Analysis of proteins by western-blot
Cell monolayers were washed with ice-cold PBS and lysed in triple-detergent lysis buffer [50 mM Tris-HCl pH 8.0, 150 mM NaCl, 0.02% sodium azide, 0.1% SDS, 1% NP-40, 0.5% sodium deoxycholate, 100 μg/ml PMSF, 2 μg/ml pepstatin, 2 μg/ml aprotinin, 2 μg/ml leupeptin, and phosphatase inhibitors cocktail 2 or 3 (cat.#P5726, P0044, Sigma-Aldrich)]. SDS-PAGE and immunoblotting were performed under standard conditions. Basically, samples in Laemmli buffer (30 μg/lane) were separated through 12% gels and transferred to nitrocellulose membranes for 90 min at RT in the presence of 20% methanol and 0,1% SDS. Membranes were blocked with 3% BSA in PBS-Tween 0,05% (PBST-BSA) and incubated O/N at 4 °C with a γH2AFX antibody (cat.#05–636, Millipore) diluted 1:1000 in PBST-BSA. Densitometry analysis of bands was performed by using Image J software (https://imageJ.nih.gov/)
Quantitative real-time RT-PCR (RT-qPCR) of minilungs
Total RNA was extracted using Trizol (cat.#15596026; Ambion) following manufacturer’s instructions. cDNA was generated using the High-Capacity cDNA kit (cat.#4387406; Applied Biosystems). Real-time qPCR was performed by using the powerUpSYBR Green mix (cat.#A25742) on the Quantstudio-3 system (Applied Biosystems) following manufacturer’s instructions. Absolute quantification of each gene was obtained using a standard curve of serial diluted genomic DNA (cat.#11807720, Roche) and normalized to housekeeping gene TBP (Tata Box Binding protein)

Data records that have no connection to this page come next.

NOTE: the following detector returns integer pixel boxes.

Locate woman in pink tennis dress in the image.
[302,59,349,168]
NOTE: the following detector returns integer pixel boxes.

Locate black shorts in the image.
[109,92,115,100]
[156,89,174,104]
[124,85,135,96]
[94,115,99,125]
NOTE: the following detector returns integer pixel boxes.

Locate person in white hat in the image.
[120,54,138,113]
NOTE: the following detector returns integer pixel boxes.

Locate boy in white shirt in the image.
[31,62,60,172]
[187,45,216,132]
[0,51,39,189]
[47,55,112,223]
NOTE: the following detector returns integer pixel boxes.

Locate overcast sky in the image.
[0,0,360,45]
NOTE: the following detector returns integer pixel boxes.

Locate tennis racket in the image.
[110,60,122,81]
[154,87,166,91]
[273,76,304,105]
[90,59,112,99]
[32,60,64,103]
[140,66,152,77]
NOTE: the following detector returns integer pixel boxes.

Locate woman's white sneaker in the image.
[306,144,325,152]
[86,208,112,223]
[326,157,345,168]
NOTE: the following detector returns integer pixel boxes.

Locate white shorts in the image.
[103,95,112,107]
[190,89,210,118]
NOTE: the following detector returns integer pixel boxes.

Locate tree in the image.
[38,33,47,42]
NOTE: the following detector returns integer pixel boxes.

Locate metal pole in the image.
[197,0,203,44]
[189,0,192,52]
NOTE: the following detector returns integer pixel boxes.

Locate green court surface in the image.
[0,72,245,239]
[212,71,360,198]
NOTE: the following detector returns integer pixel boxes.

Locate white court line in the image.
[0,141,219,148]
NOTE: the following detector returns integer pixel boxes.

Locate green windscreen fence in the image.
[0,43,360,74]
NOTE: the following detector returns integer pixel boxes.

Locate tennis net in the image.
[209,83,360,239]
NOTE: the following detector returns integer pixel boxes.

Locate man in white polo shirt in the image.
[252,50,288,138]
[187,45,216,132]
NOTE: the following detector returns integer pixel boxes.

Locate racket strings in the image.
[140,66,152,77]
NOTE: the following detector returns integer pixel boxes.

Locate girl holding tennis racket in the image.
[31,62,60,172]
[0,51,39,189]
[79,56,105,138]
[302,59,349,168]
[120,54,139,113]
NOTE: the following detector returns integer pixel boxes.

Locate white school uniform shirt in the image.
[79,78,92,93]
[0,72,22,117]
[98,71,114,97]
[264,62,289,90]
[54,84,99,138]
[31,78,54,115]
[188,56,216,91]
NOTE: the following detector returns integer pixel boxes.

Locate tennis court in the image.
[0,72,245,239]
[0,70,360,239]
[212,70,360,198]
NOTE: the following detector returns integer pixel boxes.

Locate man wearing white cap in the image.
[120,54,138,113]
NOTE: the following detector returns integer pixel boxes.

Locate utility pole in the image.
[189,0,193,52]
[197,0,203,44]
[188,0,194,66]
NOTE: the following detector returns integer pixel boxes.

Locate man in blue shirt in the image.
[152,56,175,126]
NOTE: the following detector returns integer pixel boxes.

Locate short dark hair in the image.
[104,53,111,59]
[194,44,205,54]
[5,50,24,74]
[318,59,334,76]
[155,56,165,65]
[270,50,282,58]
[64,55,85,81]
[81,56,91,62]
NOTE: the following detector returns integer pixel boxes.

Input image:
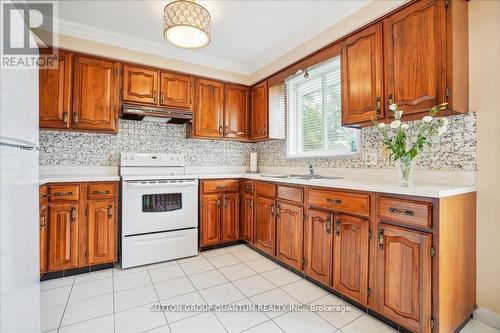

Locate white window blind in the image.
[285,56,359,158]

The genes analyzed and the sequences of the oligonucleotides employed in this study, were the following: TBP [Tata-Box Binding Protein; Forward: 5’-TGAGTTGCTCATACCGTGCTGCTA, Reverse: 5’- CCCTCAAACCAACTTGTCAACAGC]; TP63 (Tumor Protein P63, marker of basal cells) [Forward: 5’-CCTATAACACAGACCACGCGCAGA, Reverse: 5’-GTGATGGAGAGAGAGCATCGAAG]; MUCIN5AC (Mucin 5AC, marker of globet cells ) [Forward: 5’GCACCAACGACAGGAAGGATGAG, Reverse: 5’-CACGTTCCAGAGCCGGACAT]; SCGB1A1 (Secretoglobin Family1A Member1 or CC10, marker of clara cells) [Forward: 5’-TCATGGACACACCCTCCAGTTATGAG,
Reverse: 5’-TGAGCTTAATGATGCTTTCTCTGGGC]; PDPN (Podoplanin, marker of AT-I cells) [Forward: 5’- AGGAGAGCAACAACTCAACGGGA, Reverse: 5’- TTCTGCCAGGACCCAGAGC]; AQP5 (Aquaporin 5, marker of AT-I cells) [Forward: 5’- GCCATCCTTTACTTCTACCTGCTC, Reverse: 5’- GCTCATACGTGCCTTTGATGATGG]; SFTPA (Surfactant Protein A, marker of AT-II cells) [Forward: 5’-GTGCGAAGTGAAGGACGTTTGTG, Reverse: 5’-TTTGAGACCATCTCTCCCGTCCC]; SFTPB (Surfactant Protein B, marker of AT-II cells) [Forward: 5’-TCTGAGTGCCACCTCTGCATGT, Reverse: 5’-TGGAGCATTGCCTGTGGTATGG]; SFTPC (Surfactant Protein C, marker of AT-II cells) [Forward: 5’-CCTTCTTATCGTGGTGGTGGTGGT, Reverse: 5’-TCTCCGTGTGTTTCTGGCTCATGT]; SFTPD (Surfactant Protein D, marker of AT-II cells) [Forward: 5’-TGACTGATTCCAAGACAGAGGGCA, Reverse: 5’-TCCACAAGCCCTGTCATTCCACTT]; FOXJ1 (Forkhead Box J1, marker of ciliated cells) [Forward: 5’-GGCATAAGCGCAAACAGCCG, Reverse: 5’-TCGAAGATGGCCTCCCAGTCAAA]
Data were subjected to the Shapiro-Wilk test and D’Agostino and Pearson omnibus test to verify their normality. Statistical significance of data was determined by applying a two-tailed Student’s t test or analysis of variance followed by the Newman–Keuls or Bonferroni post-tests for experiments with more than two experimental groups. P <0.05 is considered significant. Significance of analysis of variance post-test or the Student’s t test is indicated in the figures as *, P < 0.05; **, P <0.01; and ***, P < 0.001. Statistics were calculated with the Prism 7 software (GraphPad Software). The results presented in the figures are means ±SEM. Experiments were repeated three times.